Молочное хозяйство пошло прекрасно: года через три у Голована было уже две коровы и бык, потом три, четыре, и он нажил столько денег, что выкупил мать, потом каждый год выкупал по сестре, и всех их забирал и сводил в свою просторную, но прохладную лачугу. Так лет в шесть-семь он высвободил всю семью, но красавица Павла у него улетела. К тому времени, когда он мог и ее выкупить, она была уже далеко. Ее муж, наездник Храпон, был плохой человек - он не угодил чем-то барину и, в пример прочим, был отдан в рекруты без зачета.
В службе Храпон попал в "скачки", то есть верховые пожарной команды в Москву, и вытребовал туда жену; но вскоре и там сделал что-то нехорошее и бежал, а покинутая им жена, имея нрав тихий и робкий, убоялась коловратностей столичной жизни и возвратилась в Орел. Здесь она тоже не нашла на старом месте никакой опоры и, гонимая нуждою, пришла к Головану. Тот, разумеется, ее тотчас же принял и поместил у себя в одной и той же просторной горнице, где жили его сестры и мать. Как мать и сестры Голована смотрели на водворение Павлы, - я доподлинно не знаю, но водворение ее в их доме не посеяло никакой распри. Все женщины жили между собою очень дружно и даже очень любили бедную Павлагеюшку, а Голован всем им оказывал равную внимательность, а особенное почтение оказывал только матери, которая была уже так стара, что он летом выносил ее на руках и сажал на солнышко, как больного ребенка. Я помню, как она "заходилась" ужасным кашлем и все молилась "о прибрании".
Все сестры Голована были пожилые девушки и все помогали брату в хозяйстве: они убирали и доили коров, ходили за курами и пряли необыкновенную пряжу, из которой потом ткали необыкновенные же и никогда мною после этого не виданные ткани. Пряжа эта называлась очень некрасивым словом "поплевки". Материал для нее приносил откуда-то в кульках Голован, и я видел и помню этот материал: он состоял из небольших суковатых обрывочков разноцветных бумажных нитей. Каждый обрывочек был длиною от вершка до четверти аршина, и на каждом таком обрывочке непременно был более или менее толстый узелок или сучок. Откуда Голован брал эти обрывки - я не знаю, но очевидно, что это был фабричный отброс. Так мне и говорили его сестры.
- Это, - говорили, - миленький, где бумагу прядут и ткут, так - как до такого узелка дойдут, сорвут его да на пол и _сплюнут_ - потому что он в берда не идет, а братец их собирает, а мы из них вот тепленькие одеяльца делаем.
Я видал, как они все эти обрывки нитей терпеливо разбирали, связывали их кусочек с кусочком, наматывали образовывающуюся таким образом пеструю, разноцветную нить на длинные шпули; потом их трастили, ссучивали еще толще, растягивали на колышках по стене, сортировали что-нибудь одноцветное для каем и, наконец, ткали из этих "поплевок" через особое бердо "поплевковые одеяла". Одеяла эти с виду были похожи на нынешние байковые: так же у каждого из них было по две каймы, но само полотно всегда было мрамористое. Узелки в них как-то сглаживались от ссучивания и хотя были, разумеется, очень заметны, но не мешали этим одеялам быть легкими, теплыми и даже иногда довольно красивыми. Притом же они продавались очень дешево - меньше рубля за штуку.

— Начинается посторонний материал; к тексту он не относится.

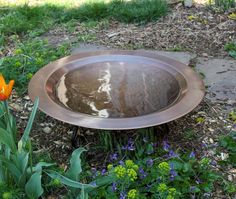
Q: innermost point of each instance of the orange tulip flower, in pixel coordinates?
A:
(5, 89)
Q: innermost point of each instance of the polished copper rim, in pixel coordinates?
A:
(192, 92)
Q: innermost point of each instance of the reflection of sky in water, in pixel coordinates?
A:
(115, 90)
(106, 88)
(62, 88)
(101, 113)
(105, 80)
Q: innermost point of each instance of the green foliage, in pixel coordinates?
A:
(24, 19)
(16, 167)
(231, 49)
(138, 11)
(160, 174)
(28, 58)
(224, 4)
(71, 177)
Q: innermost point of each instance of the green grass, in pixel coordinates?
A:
(225, 4)
(29, 57)
(24, 18)
(21, 24)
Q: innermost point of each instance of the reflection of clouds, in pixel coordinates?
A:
(101, 113)
(105, 80)
(62, 88)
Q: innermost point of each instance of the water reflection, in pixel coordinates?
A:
(117, 90)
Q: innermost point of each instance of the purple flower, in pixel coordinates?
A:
(148, 187)
(93, 184)
(207, 195)
(145, 139)
(198, 181)
(93, 170)
(192, 155)
(166, 146)
(149, 162)
(192, 188)
(172, 154)
(130, 146)
(121, 162)
(173, 173)
(143, 174)
(113, 157)
(103, 172)
(122, 195)
(113, 187)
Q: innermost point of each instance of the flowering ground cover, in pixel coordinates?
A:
(195, 159)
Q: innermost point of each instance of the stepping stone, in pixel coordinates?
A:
(219, 77)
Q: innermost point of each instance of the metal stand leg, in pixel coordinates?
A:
(74, 136)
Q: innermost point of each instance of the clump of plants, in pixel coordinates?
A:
(157, 172)
(20, 176)
(224, 4)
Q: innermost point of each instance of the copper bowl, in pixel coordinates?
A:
(116, 89)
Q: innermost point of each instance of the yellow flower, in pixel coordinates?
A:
(132, 174)
(120, 171)
(5, 89)
(132, 194)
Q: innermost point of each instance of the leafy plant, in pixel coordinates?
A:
(28, 58)
(16, 166)
(72, 177)
(228, 142)
(225, 4)
(156, 173)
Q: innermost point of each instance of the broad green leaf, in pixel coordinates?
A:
(15, 172)
(105, 180)
(25, 137)
(33, 187)
(75, 165)
(66, 181)
(7, 139)
(39, 166)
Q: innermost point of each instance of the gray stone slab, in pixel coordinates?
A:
(220, 78)
(183, 57)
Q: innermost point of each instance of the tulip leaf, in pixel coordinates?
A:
(7, 139)
(66, 181)
(25, 137)
(75, 165)
(33, 187)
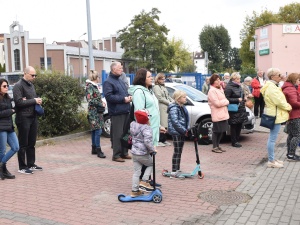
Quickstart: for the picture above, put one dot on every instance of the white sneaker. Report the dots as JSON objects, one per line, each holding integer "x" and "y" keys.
{"x": 160, "y": 144}
{"x": 167, "y": 143}
{"x": 274, "y": 165}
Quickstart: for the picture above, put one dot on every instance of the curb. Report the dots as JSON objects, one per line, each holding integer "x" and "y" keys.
{"x": 60, "y": 138}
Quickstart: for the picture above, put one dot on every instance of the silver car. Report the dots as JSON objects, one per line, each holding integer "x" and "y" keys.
{"x": 200, "y": 113}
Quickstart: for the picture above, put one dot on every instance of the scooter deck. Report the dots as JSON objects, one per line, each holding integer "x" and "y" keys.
{"x": 155, "y": 196}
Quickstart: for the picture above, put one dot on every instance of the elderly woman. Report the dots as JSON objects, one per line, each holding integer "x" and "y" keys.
{"x": 276, "y": 105}
{"x": 164, "y": 99}
{"x": 235, "y": 95}
{"x": 292, "y": 96}
{"x": 219, "y": 113}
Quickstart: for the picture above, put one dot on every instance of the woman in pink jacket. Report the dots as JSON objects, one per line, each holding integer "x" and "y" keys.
{"x": 219, "y": 113}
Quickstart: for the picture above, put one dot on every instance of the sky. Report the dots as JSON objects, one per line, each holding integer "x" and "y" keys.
{"x": 64, "y": 20}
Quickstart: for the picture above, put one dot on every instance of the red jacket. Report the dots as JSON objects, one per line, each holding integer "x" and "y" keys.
{"x": 293, "y": 98}
{"x": 256, "y": 87}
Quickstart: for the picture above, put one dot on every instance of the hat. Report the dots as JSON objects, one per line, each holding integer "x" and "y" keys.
{"x": 141, "y": 116}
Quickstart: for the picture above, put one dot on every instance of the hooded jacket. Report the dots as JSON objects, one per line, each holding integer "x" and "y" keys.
{"x": 142, "y": 143}
{"x": 178, "y": 119}
{"x": 142, "y": 96}
{"x": 293, "y": 98}
{"x": 274, "y": 98}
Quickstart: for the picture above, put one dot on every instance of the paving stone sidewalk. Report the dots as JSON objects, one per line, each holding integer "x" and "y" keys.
{"x": 79, "y": 188}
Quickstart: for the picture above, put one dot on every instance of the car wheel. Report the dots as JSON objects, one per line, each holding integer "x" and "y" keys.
{"x": 106, "y": 126}
{"x": 205, "y": 132}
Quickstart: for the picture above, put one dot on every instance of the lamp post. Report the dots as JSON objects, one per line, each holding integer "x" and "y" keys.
{"x": 79, "y": 55}
{"x": 255, "y": 50}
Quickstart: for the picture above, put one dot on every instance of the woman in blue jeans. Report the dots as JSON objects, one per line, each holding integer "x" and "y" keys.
{"x": 7, "y": 134}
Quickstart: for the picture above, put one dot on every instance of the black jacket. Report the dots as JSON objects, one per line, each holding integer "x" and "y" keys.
{"x": 24, "y": 89}
{"x": 233, "y": 92}
{"x": 115, "y": 92}
{"x": 6, "y": 122}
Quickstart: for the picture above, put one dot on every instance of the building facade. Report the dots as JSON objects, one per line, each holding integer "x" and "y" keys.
{"x": 277, "y": 45}
{"x": 71, "y": 58}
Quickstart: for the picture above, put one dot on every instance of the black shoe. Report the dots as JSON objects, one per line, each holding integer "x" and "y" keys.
{"x": 100, "y": 154}
{"x": 156, "y": 184}
{"x": 293, "y": 158}
{"x": 6, "y": 173}
{"x": 237, "y": 145}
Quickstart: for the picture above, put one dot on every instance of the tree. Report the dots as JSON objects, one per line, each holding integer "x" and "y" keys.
{"x": 145, "y": 42}
{"x": 181, "y": 57}
{"x": 216, "y": 41}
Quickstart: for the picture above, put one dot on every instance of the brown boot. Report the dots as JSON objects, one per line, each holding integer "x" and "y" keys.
{"x": 100, "y": 153}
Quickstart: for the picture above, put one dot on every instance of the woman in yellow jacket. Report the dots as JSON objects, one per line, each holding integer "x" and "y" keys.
{"x": 276, "y": 105}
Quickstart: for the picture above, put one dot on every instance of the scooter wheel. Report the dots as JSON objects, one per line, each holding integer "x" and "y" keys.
{"x": 157, "y": 198}
{"x": 120, "y": 196}
{"x": 202, "y": 176}
{"x": 164, "y": 172}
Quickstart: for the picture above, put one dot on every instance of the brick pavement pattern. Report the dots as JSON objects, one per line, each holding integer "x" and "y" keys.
{"x": 79, "y": 188}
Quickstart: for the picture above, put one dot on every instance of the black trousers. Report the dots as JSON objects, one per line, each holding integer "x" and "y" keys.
{"x": 235, "y": 130}
{"x": 27, "y": 132}
{"x": 259, "y": 103}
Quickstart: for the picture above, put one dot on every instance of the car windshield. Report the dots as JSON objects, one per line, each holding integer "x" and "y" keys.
{"x": 192, "y": 93}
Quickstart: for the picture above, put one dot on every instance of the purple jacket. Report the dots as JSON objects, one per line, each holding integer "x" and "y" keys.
{"x": 141, "y": 138}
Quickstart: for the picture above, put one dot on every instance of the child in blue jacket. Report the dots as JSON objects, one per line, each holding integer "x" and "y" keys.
{"x": 178, "y": 124}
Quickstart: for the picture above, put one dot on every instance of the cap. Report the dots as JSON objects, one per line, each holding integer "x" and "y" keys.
{"x": 141, "y": 116}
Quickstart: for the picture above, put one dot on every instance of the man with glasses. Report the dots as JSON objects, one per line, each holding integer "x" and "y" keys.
{"x": 25, "y": 99}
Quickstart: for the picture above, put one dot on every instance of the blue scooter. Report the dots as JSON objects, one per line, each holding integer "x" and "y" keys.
{"x": 155, "y": 195}
{"x": 197, "y": 170}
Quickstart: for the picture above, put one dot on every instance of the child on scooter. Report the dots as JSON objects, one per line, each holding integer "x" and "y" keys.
{"x": 178, "y": 123}
{"x": 142, "y": 146}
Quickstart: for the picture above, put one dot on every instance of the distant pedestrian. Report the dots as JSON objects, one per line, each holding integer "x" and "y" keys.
{"x": 142, "y": 147}
{"x": 235, "y": 95}
{"x": 25, "y": 99}
{"x": 178, "y": 125}
{"x": 205, "y": 86}
{"x": 118, "y": 102}
{"x": 164, "y": 99}
{"x": 276, "y": 105}
{"x": 95, "y": 112}
{"x": 219, "y": 112}
{"x": 259, "y": 103}
{"x": 7, "y": 133}
{"x": 292, "y": 96}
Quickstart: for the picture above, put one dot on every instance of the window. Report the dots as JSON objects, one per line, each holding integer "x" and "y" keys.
{"x": 49, "y": 63}
{"x": 17, "y": 60}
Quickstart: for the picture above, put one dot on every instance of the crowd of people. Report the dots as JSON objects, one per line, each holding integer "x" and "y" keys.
{"x": 155, "y": 114}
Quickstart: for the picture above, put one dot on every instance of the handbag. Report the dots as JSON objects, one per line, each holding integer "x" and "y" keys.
{"x": 100, "y": 109}
{"x": 39, "y": 110}
{"x": 233, "y": 107}
{"x": 268, "y": 121}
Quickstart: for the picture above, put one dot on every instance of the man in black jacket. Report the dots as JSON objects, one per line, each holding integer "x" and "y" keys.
{"x": 26, "y": 120}
{"x": 118, "y": 103}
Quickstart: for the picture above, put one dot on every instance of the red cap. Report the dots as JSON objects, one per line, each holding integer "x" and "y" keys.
{"x": 141, "y": 116}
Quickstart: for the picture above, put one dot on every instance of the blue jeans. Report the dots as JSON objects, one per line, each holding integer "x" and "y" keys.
{"x": 96, "y": 137}
{"x": 11, "y": 139}
{"x": 271, "y": 141}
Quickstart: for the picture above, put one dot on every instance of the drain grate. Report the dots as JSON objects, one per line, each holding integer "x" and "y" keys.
{"x": 219, "y": 197}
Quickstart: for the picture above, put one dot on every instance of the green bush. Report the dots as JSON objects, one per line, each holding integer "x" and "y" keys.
{"x": 62, "y": 96}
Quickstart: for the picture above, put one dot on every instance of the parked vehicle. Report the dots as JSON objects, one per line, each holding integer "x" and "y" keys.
{"x": 199, "y": 112}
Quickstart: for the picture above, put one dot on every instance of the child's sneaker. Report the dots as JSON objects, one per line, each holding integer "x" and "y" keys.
{"x": 136, "y": 193}
{"x": 145, "y": 186}
{"x": 175, "y": 175}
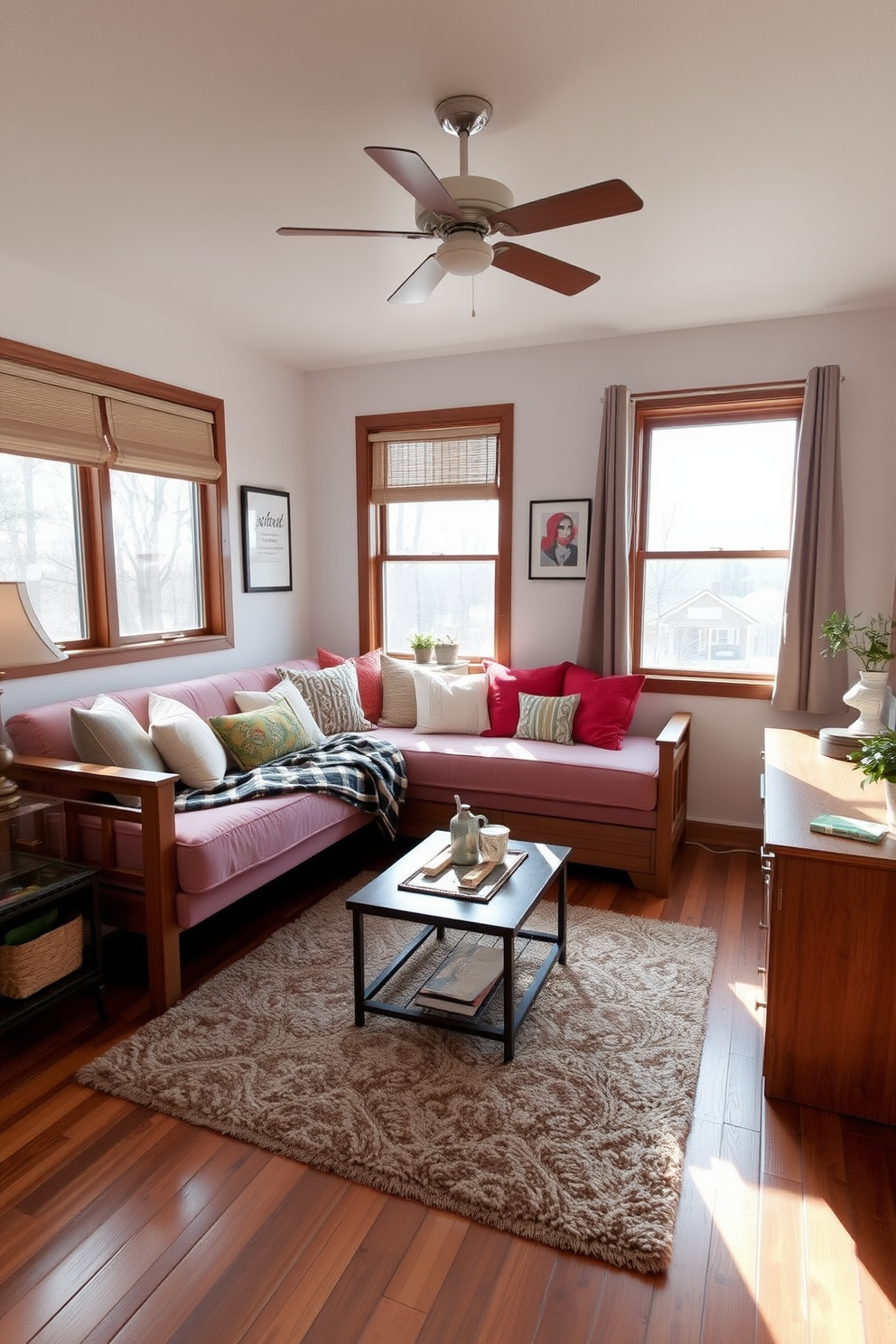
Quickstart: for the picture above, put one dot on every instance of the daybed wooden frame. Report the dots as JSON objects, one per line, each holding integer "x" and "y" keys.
{"x": 146, "y": 902}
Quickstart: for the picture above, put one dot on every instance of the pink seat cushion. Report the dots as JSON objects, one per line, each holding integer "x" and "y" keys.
{"x": 537, "y": 776}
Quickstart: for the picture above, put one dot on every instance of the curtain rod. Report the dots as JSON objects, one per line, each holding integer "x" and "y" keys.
{"x": 790, "y": 385}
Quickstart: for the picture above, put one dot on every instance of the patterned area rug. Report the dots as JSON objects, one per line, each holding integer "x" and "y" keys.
{"x": 579, "y": 1143}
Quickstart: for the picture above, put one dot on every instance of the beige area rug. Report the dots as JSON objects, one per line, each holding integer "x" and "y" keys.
{"x": 579, "y": 1143}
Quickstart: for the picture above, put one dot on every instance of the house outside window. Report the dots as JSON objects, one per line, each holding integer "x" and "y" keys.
{"x": 434, "y": 528}
{"x": 112, "y": 498}
{"x": 711, "y": 545}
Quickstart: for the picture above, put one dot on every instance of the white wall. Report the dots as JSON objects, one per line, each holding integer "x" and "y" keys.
{"x": 556, "y": 393}
{"x": 264, "y": 425}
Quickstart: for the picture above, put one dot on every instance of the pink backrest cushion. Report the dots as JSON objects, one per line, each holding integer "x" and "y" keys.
{"x": 504, "y": 693}
{"x": 606, "y": 705}
{"x": 369, "y": 679}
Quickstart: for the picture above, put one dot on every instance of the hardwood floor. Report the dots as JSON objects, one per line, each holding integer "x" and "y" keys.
{"x": 117, "y": 1223}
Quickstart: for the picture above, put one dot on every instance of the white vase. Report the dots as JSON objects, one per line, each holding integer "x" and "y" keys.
{"x": 890, "y": 795}
{"x": 868, "y": 698}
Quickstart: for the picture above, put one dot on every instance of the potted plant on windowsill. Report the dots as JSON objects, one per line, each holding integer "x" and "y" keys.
{"x": 871, "y": 645}
{"x": 446, "y": 648}
{"x": 876, "y": 758}
{"x": 424, "y": 645}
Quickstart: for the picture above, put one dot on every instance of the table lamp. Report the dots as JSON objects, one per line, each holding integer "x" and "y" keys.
{"x": 23, "y": 643}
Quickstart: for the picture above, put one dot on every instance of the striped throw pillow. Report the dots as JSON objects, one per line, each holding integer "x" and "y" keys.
{"x": 547, "y": 718}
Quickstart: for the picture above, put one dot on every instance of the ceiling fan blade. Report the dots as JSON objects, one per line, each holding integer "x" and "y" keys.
{"x": 288, "y": 231}
{"x": 570, "y": 207}
{"x": 542, "y": 269}
{"x": 419, "y": 284}
{"x": 415, "y": 175}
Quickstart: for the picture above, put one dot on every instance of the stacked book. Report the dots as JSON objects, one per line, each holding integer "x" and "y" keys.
{"x": 463, "y": 980}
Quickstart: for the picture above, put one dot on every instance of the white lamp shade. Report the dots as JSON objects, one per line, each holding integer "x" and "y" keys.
{"x": 23, "y": 640}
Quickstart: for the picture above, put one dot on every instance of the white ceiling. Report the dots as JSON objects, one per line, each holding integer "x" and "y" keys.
{"x": 154, "y": 146}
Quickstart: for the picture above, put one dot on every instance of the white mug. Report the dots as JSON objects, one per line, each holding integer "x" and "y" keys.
{"x": 493, "y": 842}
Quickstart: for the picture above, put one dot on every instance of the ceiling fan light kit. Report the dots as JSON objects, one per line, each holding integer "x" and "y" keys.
{"x": 462, "y": 211}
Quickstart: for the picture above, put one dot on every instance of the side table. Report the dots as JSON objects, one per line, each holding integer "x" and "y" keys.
{"x": 31, "y": 884}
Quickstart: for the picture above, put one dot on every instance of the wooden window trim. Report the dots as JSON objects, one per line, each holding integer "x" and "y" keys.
{"x": 371, "y": 540}
{"x": 695, "y": 406}
{"x": 105, "y": 648}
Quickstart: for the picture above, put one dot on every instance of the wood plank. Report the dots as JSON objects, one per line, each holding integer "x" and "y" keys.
{"x": 366, "y": 1277}
{"x": 571, "y": 1305}
{"x": 832, "y": 1274}
{"x": 677, "y": 1299}
{"x": 783, "y": 1312}
{"x": 422, "y": 1272}
{"x": 518, "y": 1294}
{"x": 730, "y": 1312}
{"x": 460, "y": 1308}
{"x": 290, "y": 1312}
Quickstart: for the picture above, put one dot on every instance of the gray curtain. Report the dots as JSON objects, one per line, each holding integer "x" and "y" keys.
{"x": 807, "y": 680}
{"x": 603, "y": 640}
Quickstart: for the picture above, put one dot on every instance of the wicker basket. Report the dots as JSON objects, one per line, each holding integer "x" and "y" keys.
{"x": 33, "y": 966}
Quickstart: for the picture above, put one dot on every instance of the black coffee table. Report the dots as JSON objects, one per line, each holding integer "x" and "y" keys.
{"x": 502, "y": 917}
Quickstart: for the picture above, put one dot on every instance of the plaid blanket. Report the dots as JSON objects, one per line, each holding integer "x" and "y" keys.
{"x": 367, "y": 773}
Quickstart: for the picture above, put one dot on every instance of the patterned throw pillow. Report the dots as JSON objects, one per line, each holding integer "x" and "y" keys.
{"x": 369, "y": 679}
{"x": 261, "y": 735}
{"x": 547, "y": 718}
{"x": 332, "y": 696}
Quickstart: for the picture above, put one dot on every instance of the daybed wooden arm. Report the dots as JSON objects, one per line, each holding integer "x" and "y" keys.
{"x": 672, "y": 795}
{"x": 73, "y": 781}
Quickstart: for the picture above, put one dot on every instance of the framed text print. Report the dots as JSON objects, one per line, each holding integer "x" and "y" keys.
{"x": 267, "y": 555}
{"x": 559, "y": 537}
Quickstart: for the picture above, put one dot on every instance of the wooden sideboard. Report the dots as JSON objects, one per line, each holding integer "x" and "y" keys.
{"x": 830, "y": 1023}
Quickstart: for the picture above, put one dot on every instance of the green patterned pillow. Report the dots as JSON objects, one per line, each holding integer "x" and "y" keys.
{"x": 261, "y": 735}
{"x": 547, "y": 718}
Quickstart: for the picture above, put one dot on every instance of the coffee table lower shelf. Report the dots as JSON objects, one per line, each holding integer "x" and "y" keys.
{"x": 513, "y": 1015}
{"x": 501, "y": 921}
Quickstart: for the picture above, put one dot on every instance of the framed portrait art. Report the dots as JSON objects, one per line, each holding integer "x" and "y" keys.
{"x": 559, "y": 532}
{"x": 267, "y": 554}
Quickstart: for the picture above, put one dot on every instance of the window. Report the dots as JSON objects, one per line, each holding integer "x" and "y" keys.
{"x": 434, "y": 528}
{"x": 714, "y": 485}
{"x": 112, "y": 493}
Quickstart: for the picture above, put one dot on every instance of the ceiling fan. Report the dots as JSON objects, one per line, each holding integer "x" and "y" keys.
{"x": 462, "y": 212}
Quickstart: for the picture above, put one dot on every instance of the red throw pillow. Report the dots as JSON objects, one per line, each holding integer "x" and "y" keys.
{"x": 504, "y": 693}
{"x": 606, "y": 705}
{"x": 369, "y": 679}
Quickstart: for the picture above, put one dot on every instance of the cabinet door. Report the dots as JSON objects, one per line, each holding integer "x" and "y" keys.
{"x": 830, "y": 1029}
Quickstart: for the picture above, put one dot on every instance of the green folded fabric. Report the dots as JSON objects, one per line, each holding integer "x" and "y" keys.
{"x": 27, "y": 933}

Эта кустарная промышленность в семье Голована шла без остановки, и он, вероятно, находил сбыт поплевковым одеялам без затруднения.
Павлагеюшка тоже вязала и сучила поплевки и ткала одеяла, но, кроме того, она, по усердию к приютившей ее семье, несла еще все самые тяжелые работы в доме: ходила под кручу на Орлик за водою, носила топливо, и прочее, и прочее.
Дрова уже и тогда в Орле были очень дороги, и бедные люди отапливались то гречневою лузгою, то навозом, а последнее требовало большой заготовки.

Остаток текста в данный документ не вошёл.